We decided to use the basic ingredients for an Aji sauce but mince them instead of pureeing them in order to add a bit of color and texture to the Lobster Salad. One last word on Lobster Rolls: please, please, please don’t shred your lobster. It is an insult to the bug…and to my culinary sensibilities. The larger the chunks the happier you will be.
Lobster Rolls Aji
For the Mayonnaise
- 1 egg plus 1 egg yolk
- 1 garlic clove, minced
- 1 ½ tablespoons Dijon mustard
- 2 key limes, juiced
- 1 ½ cups canola oil
Kosher salt, black pepper and red wine vinegar, to taste
For the Peruvian Aji Sauce
- 3 jalapeño chile peppers, seeds and veins removed and minced
- 5 green onions, minced
- 1/2 bunch of cilantro leaves (avoid the stems), minced
- 1 tsp garlic powder
- ½ cup granulated sugar
- 4 garlic cloves, minced
- 1 teaspoons, kosher salt
- 1 teaspoon, black pepper
- ¼ cup mayonnaise
For the Lobster Roll
- 2 stalks celery, minced
- 1 red bell pepper, minced
- 8 cooked lobster tails (or the meat of 4 whole steamed lobsters)
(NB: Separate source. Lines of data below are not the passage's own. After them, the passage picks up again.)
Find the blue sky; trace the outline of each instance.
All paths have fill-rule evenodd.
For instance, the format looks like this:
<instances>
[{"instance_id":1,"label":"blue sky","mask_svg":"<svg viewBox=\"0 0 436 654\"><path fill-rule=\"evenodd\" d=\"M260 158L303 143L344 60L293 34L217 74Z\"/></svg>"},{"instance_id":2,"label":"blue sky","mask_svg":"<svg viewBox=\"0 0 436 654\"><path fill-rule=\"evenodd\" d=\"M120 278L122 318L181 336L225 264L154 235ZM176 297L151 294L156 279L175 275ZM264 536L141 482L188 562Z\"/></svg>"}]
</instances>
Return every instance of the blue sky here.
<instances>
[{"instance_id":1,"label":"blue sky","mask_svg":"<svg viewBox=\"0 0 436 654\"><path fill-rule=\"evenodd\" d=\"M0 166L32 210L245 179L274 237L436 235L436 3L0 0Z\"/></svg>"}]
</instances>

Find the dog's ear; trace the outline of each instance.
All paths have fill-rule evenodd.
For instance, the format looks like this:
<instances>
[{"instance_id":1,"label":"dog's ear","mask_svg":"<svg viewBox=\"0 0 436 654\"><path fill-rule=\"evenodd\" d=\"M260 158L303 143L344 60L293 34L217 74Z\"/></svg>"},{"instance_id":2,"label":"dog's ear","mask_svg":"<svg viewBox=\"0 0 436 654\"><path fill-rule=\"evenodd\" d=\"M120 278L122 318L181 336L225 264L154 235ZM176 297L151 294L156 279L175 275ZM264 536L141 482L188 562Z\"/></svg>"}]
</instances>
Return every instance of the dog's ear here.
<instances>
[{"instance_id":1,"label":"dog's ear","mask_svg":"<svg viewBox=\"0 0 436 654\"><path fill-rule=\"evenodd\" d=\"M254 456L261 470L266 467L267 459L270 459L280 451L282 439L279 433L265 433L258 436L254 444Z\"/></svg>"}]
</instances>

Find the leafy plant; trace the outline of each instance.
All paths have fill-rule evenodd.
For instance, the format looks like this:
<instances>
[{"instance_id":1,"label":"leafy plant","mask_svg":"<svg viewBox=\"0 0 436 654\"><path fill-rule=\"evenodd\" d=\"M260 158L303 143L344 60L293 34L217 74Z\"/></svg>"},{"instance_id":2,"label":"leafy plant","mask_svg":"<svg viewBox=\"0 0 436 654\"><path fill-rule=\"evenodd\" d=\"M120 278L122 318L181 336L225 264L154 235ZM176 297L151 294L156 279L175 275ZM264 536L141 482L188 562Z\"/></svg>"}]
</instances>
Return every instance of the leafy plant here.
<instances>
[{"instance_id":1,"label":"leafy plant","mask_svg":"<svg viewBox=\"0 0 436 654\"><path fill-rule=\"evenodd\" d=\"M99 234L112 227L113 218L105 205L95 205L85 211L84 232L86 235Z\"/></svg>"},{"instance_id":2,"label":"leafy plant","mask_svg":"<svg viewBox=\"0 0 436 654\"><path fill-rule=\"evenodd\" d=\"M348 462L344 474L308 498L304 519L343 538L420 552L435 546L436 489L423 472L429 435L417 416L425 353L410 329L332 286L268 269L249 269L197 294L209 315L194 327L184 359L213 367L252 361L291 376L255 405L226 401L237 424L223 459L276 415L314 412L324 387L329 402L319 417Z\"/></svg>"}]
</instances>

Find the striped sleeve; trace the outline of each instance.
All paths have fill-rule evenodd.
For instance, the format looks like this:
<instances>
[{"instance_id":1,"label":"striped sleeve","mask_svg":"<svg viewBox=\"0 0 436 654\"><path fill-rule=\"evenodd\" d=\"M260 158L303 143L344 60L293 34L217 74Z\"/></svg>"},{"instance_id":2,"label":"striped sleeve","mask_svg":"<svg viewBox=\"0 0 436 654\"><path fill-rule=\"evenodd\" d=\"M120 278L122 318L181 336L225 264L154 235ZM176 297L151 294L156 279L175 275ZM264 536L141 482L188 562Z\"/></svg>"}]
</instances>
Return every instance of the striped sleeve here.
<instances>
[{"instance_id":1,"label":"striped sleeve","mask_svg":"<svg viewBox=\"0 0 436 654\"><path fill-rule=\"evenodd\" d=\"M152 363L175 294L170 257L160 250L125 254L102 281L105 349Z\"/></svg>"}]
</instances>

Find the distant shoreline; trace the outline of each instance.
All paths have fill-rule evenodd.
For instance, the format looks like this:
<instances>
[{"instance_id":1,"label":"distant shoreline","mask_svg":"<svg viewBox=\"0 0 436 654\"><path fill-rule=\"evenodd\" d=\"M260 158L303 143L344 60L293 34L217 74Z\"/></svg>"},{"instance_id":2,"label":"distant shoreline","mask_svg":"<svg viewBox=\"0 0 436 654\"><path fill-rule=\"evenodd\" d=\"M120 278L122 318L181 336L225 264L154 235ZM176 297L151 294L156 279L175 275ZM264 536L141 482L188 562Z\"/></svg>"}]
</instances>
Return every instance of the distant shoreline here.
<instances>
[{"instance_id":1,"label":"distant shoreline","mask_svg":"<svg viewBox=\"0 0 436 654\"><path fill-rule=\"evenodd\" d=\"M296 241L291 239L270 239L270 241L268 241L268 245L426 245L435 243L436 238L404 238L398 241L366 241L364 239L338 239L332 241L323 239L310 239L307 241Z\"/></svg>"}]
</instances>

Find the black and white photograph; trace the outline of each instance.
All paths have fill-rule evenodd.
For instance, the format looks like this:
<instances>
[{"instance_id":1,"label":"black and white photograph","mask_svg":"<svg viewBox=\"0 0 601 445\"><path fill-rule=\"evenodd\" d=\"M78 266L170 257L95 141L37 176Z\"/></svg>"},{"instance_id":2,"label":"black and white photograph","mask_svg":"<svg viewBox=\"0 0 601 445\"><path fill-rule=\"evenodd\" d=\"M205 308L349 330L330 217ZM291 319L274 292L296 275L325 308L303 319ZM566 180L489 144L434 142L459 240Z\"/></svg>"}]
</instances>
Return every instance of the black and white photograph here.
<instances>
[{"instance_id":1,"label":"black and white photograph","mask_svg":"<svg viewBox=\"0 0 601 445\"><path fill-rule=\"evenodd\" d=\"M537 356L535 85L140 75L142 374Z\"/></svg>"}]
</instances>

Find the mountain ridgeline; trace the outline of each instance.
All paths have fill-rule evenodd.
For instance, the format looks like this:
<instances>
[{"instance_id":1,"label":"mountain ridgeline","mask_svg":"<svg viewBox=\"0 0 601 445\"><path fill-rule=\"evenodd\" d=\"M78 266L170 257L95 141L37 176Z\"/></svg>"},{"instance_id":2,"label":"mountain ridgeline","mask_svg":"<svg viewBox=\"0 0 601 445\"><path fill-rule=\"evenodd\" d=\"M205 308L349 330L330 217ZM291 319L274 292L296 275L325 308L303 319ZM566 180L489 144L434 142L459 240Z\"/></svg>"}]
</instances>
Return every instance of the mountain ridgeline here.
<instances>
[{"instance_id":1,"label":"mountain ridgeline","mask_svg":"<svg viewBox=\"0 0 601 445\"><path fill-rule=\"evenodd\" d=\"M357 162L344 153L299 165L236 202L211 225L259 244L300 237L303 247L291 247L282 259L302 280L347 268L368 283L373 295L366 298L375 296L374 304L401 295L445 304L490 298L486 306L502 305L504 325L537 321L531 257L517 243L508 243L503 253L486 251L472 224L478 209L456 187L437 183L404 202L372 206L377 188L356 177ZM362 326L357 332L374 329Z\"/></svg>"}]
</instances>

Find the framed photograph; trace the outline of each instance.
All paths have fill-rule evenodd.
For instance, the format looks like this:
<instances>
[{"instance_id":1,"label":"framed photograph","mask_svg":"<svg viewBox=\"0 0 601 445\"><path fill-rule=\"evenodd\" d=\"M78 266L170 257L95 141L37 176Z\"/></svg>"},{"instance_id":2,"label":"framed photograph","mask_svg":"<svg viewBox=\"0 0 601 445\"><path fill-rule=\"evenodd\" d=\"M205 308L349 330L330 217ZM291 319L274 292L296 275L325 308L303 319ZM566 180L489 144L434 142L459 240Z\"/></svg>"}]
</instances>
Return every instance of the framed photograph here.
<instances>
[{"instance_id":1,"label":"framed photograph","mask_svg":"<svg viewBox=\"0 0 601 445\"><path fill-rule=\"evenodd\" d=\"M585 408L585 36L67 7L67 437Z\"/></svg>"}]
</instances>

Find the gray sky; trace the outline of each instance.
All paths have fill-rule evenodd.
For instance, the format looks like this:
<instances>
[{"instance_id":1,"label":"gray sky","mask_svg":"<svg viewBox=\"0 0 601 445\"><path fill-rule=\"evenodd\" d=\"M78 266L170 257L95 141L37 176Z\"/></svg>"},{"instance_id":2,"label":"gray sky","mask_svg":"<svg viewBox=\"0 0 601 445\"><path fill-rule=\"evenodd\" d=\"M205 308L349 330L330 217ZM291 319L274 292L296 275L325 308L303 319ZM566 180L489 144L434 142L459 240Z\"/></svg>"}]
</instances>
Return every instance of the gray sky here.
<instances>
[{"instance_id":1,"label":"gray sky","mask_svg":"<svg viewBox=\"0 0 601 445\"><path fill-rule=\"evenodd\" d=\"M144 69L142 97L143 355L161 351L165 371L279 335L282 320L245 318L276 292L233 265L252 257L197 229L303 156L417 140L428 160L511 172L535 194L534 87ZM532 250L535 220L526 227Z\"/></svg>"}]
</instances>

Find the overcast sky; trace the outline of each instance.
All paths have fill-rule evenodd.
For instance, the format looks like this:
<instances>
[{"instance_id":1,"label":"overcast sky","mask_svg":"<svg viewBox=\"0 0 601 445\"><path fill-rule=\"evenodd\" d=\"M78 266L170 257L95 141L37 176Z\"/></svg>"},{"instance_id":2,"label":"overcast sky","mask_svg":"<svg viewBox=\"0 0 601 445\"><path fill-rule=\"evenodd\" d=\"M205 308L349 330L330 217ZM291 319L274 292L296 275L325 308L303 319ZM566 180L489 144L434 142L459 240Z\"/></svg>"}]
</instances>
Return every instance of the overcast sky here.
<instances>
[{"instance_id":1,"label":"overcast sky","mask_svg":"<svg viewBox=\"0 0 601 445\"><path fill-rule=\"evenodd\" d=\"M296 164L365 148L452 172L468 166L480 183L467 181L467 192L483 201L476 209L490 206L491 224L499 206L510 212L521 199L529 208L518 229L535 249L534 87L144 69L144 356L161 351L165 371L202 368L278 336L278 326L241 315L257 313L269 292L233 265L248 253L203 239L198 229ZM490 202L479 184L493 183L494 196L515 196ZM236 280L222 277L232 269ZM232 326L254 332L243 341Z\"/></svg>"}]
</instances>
4 rolls (hot dog buns, French rolls, Kaiser rolls or to taste)
Make the Mayonnaise. Place the egg, egg yolk, minced garlic, Dijon mustard and lime juice in the bowl of a food processor fitted with the “S” blade. With the motor running, drizzle the canola oil into the bowl of the processor through the feed tube in a very slow, steady stream – barely more than a drizzle. When fully combined, taste the mayonnaise and season to taste with salt, pepper and acid.
Make the Aji Sauce. Combine all of the ingredients in a mixing bowl and whisk to fully integrate. If using other than in this recipe, puree the ingredients in a food processor, high speed blender or blender.
Make the Lobster Salad. Chop the lobster meat, keeping the pieces as large as possible such that they will still fit into the sandwich. Place the minced celery, bell pepper and lobster meat in a large mixing bowl along with ½ cup of the Aji Sauce and mix to combine thoroughly.
Make the Lobster Roll. Toast the rolls, if you wish, or use them un-toasted (especially if the rolls are of the crusty variety). Add as much lobster salad to the rolls as will fit in them and as you wish. More is, quite often, better. So you have to eat some off the plate? There are worse fates.